The aggregate used in the present invention refers to silica-based sand, gravel, crushed stone and similar materials. There are two types of grain size: fine grains that pass 85% by weight through a 5 mm sieve and coarse grains that retain more than 85% by weight through a 5 mm sieve. and coarse-grained mixtures are preferred.

In the case of the neat construction method, emery and silica sand having a high hardness, which are excellent in abrasion resistance, are preferable.

Aggregates include natural aggregates and artificial aggregates. The former includes river gravel, river sand, mountain gravel, mountain sand, sea gravel, and sea sand. The latter is made by processing rocks, clays, industrial by-products, etc. as raw materials, and includes crushed stone/crushed sand, silica sand, slag crushed stone/crushed sand, artificial light weight, and the like. Further, a fine powder used as a filler may be used in combination with a part of the aggregate.

Fillers include calcium carbonate powder, clay, alumina powder, silica powder, talc, barium sulfate, silica powder, glass powder, glass beads, mica, aluminum hydroxide, cellulose thread, silica sand, river sand, Kansui stone, Well-known materials such as marble scraps, crushed stone, FRP powder, etc.
Among them, silica powder, calcium carbonate, glass powder and the like are preferable.

Various fibers can be mixed into the present invention to improve strength, prevent cracking, impart electrical conductivity, and impart other functions.

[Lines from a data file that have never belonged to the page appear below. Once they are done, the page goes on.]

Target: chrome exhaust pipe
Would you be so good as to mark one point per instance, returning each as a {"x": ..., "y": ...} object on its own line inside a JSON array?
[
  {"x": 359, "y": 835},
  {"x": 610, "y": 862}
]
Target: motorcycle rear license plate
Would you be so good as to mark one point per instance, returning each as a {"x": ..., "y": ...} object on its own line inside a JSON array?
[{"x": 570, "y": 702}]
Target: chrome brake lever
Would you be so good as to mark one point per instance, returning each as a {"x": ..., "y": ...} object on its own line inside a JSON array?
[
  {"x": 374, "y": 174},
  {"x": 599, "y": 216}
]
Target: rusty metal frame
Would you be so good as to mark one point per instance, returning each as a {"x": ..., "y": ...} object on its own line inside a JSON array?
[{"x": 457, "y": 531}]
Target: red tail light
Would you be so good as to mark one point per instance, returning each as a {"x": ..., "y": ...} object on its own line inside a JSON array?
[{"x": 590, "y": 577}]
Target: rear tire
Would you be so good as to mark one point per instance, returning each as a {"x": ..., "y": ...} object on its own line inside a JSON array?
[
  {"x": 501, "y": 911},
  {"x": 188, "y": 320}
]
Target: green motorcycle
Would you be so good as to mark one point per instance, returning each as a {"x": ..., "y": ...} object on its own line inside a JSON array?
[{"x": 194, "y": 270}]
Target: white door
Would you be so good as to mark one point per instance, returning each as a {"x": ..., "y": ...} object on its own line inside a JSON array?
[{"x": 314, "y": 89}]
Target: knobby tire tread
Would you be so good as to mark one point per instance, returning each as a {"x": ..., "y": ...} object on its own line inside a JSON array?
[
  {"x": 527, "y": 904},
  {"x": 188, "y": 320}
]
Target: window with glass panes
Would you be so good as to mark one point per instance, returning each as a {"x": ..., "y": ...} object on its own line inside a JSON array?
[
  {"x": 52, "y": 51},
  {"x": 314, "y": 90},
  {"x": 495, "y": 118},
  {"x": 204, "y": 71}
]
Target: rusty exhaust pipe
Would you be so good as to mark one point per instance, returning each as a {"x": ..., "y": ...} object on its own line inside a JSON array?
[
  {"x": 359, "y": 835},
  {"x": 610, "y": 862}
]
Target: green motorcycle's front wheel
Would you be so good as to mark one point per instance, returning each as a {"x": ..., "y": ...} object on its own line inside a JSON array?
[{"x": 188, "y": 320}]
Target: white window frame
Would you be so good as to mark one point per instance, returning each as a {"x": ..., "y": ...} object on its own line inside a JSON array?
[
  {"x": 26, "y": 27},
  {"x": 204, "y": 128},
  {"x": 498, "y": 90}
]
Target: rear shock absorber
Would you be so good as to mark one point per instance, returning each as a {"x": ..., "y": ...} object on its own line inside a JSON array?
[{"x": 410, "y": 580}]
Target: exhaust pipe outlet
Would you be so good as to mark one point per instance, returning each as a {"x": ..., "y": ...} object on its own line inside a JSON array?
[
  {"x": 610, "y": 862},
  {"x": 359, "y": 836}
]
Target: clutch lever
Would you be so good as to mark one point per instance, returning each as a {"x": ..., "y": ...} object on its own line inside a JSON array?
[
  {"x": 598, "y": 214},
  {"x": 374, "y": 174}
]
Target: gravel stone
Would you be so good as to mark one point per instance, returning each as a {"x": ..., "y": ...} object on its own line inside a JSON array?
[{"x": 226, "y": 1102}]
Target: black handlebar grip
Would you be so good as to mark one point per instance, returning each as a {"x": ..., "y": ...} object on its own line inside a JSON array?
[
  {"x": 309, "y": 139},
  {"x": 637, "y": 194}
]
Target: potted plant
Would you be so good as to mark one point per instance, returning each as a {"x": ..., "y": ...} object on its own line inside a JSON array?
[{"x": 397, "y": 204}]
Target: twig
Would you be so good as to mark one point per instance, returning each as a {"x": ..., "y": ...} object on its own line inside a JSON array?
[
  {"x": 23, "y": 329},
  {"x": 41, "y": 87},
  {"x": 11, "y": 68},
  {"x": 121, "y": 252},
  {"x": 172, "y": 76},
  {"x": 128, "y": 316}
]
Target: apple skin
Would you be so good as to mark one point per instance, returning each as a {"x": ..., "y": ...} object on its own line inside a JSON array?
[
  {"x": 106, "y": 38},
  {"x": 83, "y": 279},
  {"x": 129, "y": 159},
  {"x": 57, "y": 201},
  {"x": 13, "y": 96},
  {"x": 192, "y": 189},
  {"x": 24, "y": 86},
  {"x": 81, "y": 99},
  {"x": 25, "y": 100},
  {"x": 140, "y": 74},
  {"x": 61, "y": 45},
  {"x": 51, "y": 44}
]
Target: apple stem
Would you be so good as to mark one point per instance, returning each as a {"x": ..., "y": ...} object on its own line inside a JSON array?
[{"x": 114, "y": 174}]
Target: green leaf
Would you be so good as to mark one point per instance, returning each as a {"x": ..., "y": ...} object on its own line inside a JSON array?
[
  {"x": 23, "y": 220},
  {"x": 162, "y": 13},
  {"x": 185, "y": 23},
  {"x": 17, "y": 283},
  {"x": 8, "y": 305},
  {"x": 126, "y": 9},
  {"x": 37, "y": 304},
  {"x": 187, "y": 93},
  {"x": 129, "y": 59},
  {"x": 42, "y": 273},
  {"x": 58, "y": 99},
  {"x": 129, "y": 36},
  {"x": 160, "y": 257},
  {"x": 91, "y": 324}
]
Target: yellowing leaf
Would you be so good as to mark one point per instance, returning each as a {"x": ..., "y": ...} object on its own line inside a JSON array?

For example, glass fiber, amide, aramid, vinylon, polyester, organic fiber such as phenol, carbon fiber, metal fiber, ceramic fiber, or a combination thereof is used. Glass fibers and organic fibers are preferable from the viewpoint of workability and economy. In addition, the form of fiber includes plain weave, satin weave, non-woven fabric, mat-like, etc., but mat-like is preferable from the construction method and thickness retention.

Claims (7)

[Claims] [Claim 1] (a) a vinyl ester resin, (b) at least one having a (meth)acrylate group
A paving material comprising a resin composition comprising a mixture of one or more polymerizable unsaturated monomers. 2. A pavement material according to claim 1, wherein the vinyl ester resin of component (a) is an epoxy acrylate having a (meth)acrylate group at the molecular end and/or a polyester acrylate having a (meth)acrylate group at the molecular end. (3) The polyester acrylate has (meth)acrylate groups at both ends of a molecule obtained by reacting a saturated/or unsaturated polyester having carboxyl groups at both ends with an unsaturated glycidyl compound. Item 2 paving material. 4. A mixture (b) of polymerizable unsaturated monomers,
Average glass transition temperature (Tg) when homopolymer is formed
2. Paving material according to claim 1, characterized in that the temperature ranges from -10°C to 99°C. (5) A polymerizable monomer cross-linked unsaturated group-containing polymer having air-drying properties.
paving material. 6. A pavement structure using the pavement material of claim 1. 7. A construction method characterized by using the pavement material of claim 1.